Copom deixa próximos cortes de juros em aberto após guerra no Irã elevar incertezas

Ata do Banco Central cita alta do petróleo e piora nas expectativas de inflação; Selic caiu de 15% para 14,75% ao ano em 18 de março

24/03/2026 às 10:45 por Redação Plox

Diante da incerteza provocada pela guerra no Irã, o Comitê de Política Monetária (Copom) indicou que a duração e a intensidade do ciclo de queda de juros serão definidas ao longo do tempo, conforme novas informações forem incorporadas às análises. A avaliação consta em ata divulgada pelo Banco Central (BC) nesta terça-feira (24/3).

Sem sinalizar os próximos passos, o colegiado deixou em aberto a decisão sobre a próxima reunião.

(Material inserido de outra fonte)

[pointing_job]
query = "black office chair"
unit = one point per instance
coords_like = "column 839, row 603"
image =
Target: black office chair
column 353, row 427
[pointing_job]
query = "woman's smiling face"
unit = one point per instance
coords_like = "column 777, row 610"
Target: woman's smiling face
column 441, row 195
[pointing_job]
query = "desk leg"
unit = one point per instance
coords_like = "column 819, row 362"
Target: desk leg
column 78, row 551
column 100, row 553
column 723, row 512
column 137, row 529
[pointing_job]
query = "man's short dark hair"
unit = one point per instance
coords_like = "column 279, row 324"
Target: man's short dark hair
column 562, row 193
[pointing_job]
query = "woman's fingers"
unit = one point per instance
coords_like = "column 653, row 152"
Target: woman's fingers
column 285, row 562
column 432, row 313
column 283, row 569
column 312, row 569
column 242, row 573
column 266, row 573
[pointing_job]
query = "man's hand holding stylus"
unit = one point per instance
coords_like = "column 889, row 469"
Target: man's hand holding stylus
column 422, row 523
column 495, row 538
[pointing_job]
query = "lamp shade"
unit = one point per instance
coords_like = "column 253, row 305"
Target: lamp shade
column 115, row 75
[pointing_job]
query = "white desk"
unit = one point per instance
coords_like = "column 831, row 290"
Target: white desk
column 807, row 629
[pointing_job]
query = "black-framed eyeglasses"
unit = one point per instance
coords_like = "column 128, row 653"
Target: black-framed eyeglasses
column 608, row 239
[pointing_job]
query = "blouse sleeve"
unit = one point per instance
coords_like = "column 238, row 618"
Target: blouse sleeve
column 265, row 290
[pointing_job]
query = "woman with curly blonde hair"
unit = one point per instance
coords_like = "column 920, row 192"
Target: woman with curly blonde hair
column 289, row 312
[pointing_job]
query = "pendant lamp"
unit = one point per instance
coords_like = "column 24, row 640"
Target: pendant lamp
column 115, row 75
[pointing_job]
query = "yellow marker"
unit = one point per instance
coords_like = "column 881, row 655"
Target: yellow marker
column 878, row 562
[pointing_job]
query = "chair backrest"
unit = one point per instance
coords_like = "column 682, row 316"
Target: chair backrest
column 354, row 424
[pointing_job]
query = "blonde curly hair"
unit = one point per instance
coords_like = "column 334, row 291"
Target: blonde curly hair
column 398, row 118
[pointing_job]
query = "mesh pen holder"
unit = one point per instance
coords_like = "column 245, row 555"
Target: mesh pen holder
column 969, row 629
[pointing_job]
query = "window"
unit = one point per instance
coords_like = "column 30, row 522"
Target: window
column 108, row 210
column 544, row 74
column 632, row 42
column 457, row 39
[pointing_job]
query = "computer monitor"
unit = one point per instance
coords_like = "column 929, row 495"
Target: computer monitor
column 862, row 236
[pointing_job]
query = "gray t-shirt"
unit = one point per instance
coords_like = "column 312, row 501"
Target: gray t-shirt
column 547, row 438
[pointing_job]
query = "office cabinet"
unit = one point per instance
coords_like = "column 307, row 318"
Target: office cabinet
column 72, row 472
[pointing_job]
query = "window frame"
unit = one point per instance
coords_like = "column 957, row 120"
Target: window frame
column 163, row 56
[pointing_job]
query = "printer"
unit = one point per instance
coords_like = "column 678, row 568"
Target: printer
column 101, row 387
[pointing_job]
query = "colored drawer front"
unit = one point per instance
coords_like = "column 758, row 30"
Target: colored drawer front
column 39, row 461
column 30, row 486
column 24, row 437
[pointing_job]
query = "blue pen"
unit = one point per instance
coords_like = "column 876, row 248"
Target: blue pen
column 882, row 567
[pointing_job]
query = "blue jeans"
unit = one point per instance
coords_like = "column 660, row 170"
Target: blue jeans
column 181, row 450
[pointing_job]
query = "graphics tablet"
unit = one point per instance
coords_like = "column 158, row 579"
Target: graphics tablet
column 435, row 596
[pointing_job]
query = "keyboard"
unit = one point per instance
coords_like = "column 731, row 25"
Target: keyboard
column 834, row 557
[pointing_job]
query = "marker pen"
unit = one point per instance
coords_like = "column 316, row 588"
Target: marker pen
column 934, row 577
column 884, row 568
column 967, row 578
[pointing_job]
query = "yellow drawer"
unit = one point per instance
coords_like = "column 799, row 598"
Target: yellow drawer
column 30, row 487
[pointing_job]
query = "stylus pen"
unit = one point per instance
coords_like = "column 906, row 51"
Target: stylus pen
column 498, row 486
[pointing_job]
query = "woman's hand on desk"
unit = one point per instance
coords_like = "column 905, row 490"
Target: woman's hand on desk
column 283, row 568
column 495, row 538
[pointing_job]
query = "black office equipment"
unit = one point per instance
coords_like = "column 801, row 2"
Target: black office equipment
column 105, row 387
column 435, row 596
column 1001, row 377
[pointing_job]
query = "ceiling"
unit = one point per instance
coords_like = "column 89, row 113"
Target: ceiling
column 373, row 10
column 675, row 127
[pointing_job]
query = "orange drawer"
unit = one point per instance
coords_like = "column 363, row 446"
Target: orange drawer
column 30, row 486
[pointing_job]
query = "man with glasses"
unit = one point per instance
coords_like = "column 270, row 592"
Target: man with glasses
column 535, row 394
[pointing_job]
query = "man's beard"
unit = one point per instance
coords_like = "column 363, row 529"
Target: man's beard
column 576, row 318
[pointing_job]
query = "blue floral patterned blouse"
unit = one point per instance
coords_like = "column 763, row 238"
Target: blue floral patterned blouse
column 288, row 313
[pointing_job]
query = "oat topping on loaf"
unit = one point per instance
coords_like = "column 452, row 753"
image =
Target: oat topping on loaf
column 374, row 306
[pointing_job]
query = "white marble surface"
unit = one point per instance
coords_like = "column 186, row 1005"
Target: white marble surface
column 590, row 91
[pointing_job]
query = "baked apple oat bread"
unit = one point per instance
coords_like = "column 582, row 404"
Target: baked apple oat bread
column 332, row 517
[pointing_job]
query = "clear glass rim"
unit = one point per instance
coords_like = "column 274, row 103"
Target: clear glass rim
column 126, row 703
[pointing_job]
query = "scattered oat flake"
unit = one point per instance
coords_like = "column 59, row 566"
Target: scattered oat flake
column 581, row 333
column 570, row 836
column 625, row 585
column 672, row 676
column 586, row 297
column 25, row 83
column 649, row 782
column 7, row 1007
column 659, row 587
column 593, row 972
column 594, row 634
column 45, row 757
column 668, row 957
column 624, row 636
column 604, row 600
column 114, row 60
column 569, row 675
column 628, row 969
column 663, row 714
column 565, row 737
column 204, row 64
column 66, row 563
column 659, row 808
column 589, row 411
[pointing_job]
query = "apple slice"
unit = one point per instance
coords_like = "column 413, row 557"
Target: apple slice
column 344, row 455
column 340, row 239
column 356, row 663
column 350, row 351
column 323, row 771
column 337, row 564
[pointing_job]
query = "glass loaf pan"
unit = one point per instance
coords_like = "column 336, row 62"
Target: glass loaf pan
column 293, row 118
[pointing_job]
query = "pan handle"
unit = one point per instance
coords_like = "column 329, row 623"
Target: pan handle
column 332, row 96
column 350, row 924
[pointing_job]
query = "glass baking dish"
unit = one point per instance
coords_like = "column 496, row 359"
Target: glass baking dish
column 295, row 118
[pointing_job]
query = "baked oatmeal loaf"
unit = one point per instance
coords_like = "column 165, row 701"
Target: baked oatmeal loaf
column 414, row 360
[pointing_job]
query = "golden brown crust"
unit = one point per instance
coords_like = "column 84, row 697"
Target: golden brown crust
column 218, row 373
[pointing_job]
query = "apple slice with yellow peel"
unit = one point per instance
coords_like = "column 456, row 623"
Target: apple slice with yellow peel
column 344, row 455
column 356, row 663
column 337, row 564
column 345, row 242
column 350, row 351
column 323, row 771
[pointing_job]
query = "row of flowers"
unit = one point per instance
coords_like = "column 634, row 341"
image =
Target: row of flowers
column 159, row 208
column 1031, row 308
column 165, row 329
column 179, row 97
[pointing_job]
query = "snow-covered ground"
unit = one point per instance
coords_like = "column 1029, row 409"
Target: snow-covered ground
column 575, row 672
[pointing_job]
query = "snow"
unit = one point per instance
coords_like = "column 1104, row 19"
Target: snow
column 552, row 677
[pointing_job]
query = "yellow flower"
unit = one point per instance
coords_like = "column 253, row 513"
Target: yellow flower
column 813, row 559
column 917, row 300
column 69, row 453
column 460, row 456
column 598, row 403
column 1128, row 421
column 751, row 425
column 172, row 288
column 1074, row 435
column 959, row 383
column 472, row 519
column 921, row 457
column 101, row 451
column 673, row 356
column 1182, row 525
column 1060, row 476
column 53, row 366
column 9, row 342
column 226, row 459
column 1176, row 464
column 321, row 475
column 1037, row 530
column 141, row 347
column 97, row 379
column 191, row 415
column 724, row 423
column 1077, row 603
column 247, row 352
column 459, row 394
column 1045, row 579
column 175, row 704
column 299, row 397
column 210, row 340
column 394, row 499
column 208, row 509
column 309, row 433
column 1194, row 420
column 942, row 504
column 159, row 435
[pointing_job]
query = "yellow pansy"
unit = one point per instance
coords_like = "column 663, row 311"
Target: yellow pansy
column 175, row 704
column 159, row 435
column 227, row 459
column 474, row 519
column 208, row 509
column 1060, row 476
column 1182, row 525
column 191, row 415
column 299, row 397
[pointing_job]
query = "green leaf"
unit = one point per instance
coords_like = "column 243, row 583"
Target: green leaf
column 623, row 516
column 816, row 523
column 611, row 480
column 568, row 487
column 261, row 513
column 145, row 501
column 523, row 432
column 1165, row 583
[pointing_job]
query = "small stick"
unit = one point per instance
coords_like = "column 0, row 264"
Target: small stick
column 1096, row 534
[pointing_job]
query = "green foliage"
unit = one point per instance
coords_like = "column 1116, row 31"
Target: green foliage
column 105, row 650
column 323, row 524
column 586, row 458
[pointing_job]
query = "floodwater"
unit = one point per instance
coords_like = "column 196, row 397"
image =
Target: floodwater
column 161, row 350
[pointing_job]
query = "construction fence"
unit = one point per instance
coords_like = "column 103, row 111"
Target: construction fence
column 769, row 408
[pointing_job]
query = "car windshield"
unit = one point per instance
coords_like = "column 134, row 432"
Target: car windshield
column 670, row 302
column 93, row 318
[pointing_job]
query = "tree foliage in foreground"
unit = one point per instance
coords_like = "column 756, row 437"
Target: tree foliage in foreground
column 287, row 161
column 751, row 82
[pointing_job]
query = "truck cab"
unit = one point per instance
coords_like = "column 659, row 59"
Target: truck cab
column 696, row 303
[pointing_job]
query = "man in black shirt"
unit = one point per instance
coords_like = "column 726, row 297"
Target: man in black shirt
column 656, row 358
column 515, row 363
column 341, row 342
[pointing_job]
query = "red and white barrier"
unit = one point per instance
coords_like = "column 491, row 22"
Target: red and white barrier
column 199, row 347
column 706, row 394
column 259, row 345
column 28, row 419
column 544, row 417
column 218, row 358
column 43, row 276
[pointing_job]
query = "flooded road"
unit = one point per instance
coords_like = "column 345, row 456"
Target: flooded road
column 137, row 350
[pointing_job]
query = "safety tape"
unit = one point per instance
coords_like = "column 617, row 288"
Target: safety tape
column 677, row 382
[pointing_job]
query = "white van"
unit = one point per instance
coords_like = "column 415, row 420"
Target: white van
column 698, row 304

A orientação é aguardar maior clareza sobre a profundidade e a extensão do conflito no Oriente Médio antes de definir os movimentos seguintes.

Sede do Banco Central, em Brasília.

Sede do Banco Central, em Brasília.

Foto: Antonio Cruz/Agência Brasil


Copom mantém próximos passos em aberto diante do cenário externo

O Comitê estabeleceu que a magnitude e a duração do ciclo de calibração serão determinadas ao longo do tempo, à medida que novas informações forem incorporadas às suas análises

Copom, em ata divulgada pelo Banco Central

Na sequência, a ata aponta que a leitura do cenário está mais difícil com o avanço das incertezas. O documento associa o momento à duração e extensão dos conflitos geopolíticos e também a sinais mistos sobre o ritmo de desaceleração da atividade econômica e seus efeitos sobre os preços, o que dificultaria a identificação de tendências mais claras.

Primeiro corte em quase dois anos reduz Selic para 14,75%

O Copom iniciou o ciclo de queda de juros na última quarta-feira (18/3), ao reduzir a taxa Selic em 0,25 ponto percentual, de 15% para 14,75% ao ano. Na ata, o comitê ressaltou os efeitos dos juros altos sobre a atividade econômica e sobre a inflação para justificar o primeiro corte.

Segundo o colegiado, o ritmo escolhido para o início do ciclo foi definido após a análise das opções disponíveis, com a conclusão de que a redução de 0,25 ponto percentual seria a mais adequada neste momento. O texto também afirma que a “calibração” manteria os juros em um patamar alto o suficiente para seguir contraindo a economia, contribuindo para levar a inflação em direção à meta.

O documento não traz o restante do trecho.